Questões comentadas
1 - (FGV – OAB – XXXI Exame / 2020) Maria recebeu de seu tio, em 2019, a posse de um automóvel de alto valor para facilitar seu transporte até a faculdade. Em 2020, seu tio resolveu realizar, em favor de Maria, a doação do automóvel, sob condição suspensiva, por escritura pública. O evento previsto na condição era o de que Maria se formasse na faculdade até o fim do ano de 2021. Contudo, ela abandona a faculdade, escoando o ano de 2021 sem que se formasse.
Diante desse cenário, à luz do CTN, o Imposto sobre a Transmissão Causa Mortis e Doação (ITCMD)

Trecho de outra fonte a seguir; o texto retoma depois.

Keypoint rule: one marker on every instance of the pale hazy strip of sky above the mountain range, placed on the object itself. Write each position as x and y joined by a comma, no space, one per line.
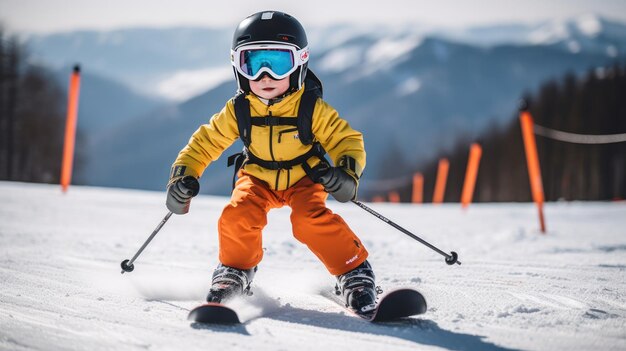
62,15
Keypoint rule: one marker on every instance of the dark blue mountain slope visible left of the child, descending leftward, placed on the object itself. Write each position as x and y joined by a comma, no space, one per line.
143,149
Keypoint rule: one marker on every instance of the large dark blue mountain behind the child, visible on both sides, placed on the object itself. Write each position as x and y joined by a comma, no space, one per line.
412,96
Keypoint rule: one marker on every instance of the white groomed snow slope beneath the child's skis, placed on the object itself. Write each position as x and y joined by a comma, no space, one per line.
61,287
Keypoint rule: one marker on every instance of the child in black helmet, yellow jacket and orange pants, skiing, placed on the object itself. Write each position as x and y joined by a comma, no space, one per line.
286,128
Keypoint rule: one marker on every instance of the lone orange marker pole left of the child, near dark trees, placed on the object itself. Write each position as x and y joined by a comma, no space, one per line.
70,129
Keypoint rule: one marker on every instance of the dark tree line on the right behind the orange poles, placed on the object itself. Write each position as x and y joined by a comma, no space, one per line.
592,104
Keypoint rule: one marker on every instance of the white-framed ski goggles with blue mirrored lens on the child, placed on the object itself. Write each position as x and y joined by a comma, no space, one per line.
277,60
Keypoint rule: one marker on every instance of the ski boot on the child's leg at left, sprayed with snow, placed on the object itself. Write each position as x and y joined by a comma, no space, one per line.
229,282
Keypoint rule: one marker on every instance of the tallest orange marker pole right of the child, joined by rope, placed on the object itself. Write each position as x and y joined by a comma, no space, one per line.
532,159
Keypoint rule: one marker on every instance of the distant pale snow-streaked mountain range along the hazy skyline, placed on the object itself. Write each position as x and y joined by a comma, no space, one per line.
146,59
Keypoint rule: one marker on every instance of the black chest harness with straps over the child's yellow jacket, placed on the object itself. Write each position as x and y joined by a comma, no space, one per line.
302,123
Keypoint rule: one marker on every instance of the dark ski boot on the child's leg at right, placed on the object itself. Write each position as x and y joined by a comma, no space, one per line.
358,288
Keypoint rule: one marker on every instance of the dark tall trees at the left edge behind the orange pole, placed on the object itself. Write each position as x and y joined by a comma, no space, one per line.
32,117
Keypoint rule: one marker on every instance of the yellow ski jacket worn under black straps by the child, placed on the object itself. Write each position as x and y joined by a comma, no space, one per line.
271,143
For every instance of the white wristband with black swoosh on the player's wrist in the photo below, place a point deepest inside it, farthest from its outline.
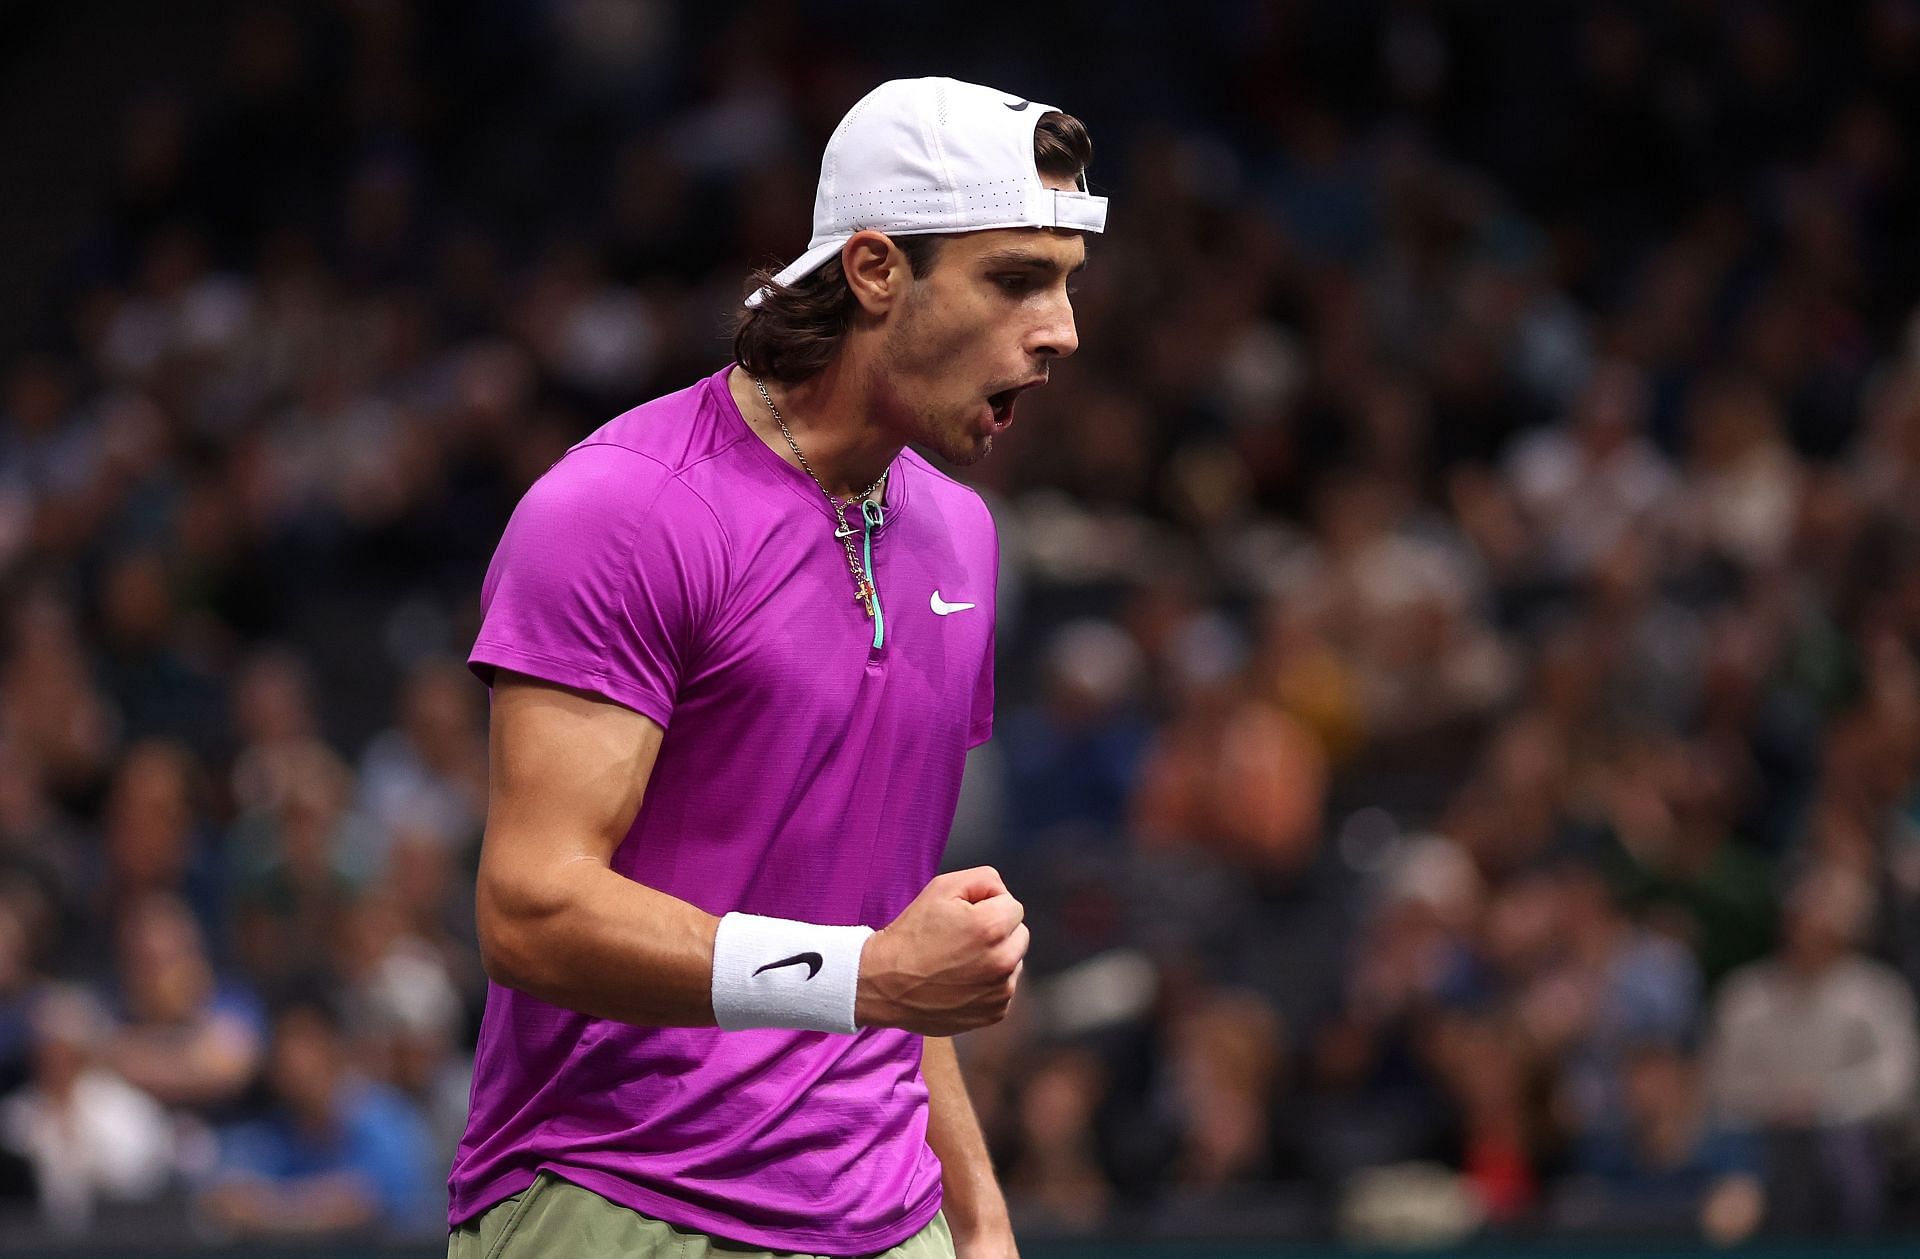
(775, 972)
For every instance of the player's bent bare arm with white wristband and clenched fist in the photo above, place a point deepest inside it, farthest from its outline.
(558, 922)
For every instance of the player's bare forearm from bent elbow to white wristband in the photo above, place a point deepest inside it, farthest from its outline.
(596, 941)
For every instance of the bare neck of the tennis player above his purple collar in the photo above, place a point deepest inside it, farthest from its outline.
(832, 419)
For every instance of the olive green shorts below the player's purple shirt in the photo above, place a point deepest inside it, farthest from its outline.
(556, 1218)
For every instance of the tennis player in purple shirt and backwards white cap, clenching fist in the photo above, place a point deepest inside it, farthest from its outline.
(740, 642)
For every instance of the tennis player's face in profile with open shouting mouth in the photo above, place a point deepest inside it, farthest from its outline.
(980, 327)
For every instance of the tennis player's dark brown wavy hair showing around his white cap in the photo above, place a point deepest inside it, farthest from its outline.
(798, 327)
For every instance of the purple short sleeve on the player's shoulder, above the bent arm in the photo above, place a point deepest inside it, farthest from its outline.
(604, 581)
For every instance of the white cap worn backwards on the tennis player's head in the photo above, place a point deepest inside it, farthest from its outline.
(919, 156)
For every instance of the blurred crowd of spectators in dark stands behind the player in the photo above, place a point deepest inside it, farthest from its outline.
(1460, 690)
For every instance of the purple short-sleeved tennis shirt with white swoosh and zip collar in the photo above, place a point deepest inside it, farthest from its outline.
(679, 567)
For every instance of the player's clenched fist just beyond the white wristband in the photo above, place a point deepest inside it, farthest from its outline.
(949, 962)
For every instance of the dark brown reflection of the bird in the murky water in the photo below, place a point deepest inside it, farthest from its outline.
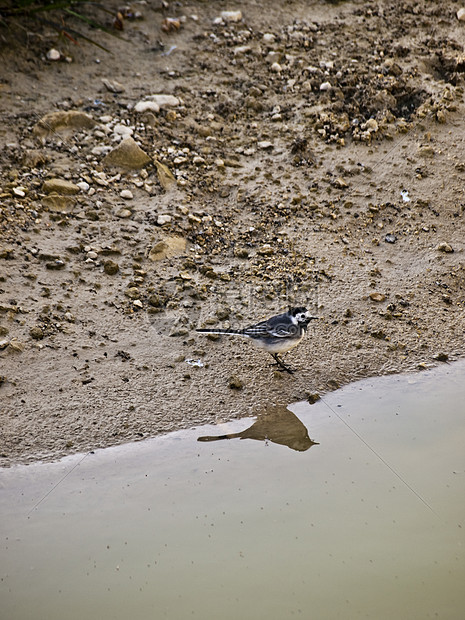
(276, 424)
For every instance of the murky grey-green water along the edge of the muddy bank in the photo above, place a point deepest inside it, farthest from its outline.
(369, 522)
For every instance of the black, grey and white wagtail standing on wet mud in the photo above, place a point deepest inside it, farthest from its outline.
(279, 334)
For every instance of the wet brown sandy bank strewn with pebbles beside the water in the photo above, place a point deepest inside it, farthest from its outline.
(311, 153)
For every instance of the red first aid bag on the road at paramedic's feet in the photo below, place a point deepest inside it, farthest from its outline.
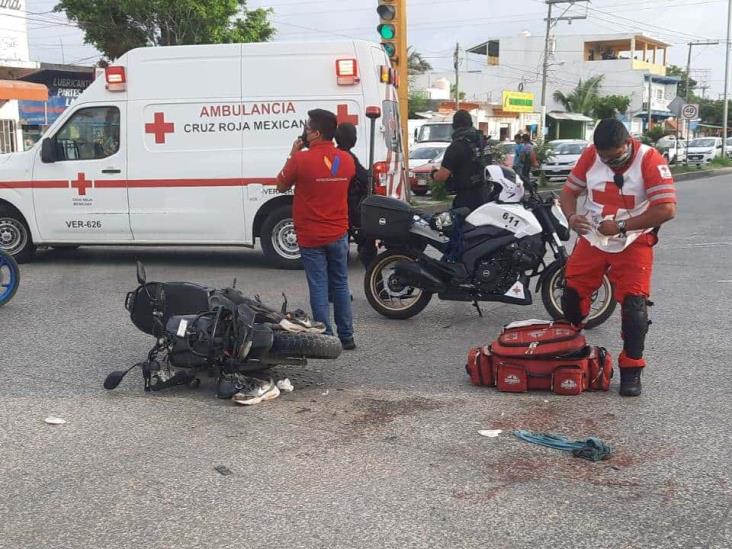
(535, 355)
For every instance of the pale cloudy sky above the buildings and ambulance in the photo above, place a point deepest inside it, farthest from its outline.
(435, 26)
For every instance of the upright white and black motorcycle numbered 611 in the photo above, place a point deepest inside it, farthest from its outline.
(489, 254)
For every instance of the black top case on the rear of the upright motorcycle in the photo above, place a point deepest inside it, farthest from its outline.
(386, 218)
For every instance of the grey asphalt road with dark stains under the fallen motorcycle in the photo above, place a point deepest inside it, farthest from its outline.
(377, 449)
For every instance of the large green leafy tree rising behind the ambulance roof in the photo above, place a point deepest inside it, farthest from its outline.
(116, 27)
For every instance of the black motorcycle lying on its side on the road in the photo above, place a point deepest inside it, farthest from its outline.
(222, 332)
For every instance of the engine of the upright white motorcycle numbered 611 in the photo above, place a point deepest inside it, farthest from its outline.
(496, 274)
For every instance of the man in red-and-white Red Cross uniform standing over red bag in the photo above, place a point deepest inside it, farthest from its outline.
(629, 194)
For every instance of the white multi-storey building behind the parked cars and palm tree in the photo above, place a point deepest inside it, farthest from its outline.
(626, 61)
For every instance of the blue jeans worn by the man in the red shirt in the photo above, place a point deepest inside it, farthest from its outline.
(326, 268)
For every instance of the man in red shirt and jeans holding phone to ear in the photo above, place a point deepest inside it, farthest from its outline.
(321, 175)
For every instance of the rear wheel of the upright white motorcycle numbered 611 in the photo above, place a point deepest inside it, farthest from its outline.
(386, 294)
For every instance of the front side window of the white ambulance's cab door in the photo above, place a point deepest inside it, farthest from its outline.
(90, 134)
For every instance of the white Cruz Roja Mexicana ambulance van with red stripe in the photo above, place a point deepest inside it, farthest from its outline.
(181, 145)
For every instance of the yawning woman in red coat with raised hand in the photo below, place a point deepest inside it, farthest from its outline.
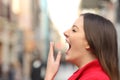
(92, 48)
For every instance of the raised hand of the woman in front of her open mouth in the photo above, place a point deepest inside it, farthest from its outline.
(52, 64)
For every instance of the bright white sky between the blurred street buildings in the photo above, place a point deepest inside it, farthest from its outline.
(63, 13)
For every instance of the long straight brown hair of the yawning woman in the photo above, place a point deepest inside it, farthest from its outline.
(102, 38)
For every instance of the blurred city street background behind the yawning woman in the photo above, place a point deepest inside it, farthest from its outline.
(27, 27)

A) é devido na data de efetiva transferência da posse do automóvel.
B) é devido na data de efetiva lavratura da escritura pública de doação.
C) não é devido, por se tratar de doação de bem móvel.
D) não é devido, pois a doação não se tornou perfeita e acabada em virtude da ausência do implemento do evento previsto na condição.
Comentários:
Seguindo o entendimento disposto nos artigos 116 e 117 do CTN, considera-se ocorrido o Fato Gerador e necessariamente existente os seus efeitos, tratando-se de situação jurídica, desde o momento em que esteja definitivamente constituída, nos termos de direito aplicável.
Ainda, os atos ou negócios jurídicos condicionais reputam-se perfeitos e acabados sendo suspensiva a condição, desde o momento de seu implemento.
Ora, para que Maria pudesse receber o veículo doado pelo seu tio, era necessário de que Maria se formasse na faculdade até o fim de 2021 (o que não ocorre pois ela abandonou os estudos da faculdade).
Logo, o negócio jurídico (qual seja a doação) não se tornou perfeito e acabado em virtude da ausência do implemento do evento previsto na condição (ou seja, a que Maria concluísse a faculdade até o fim de 2021).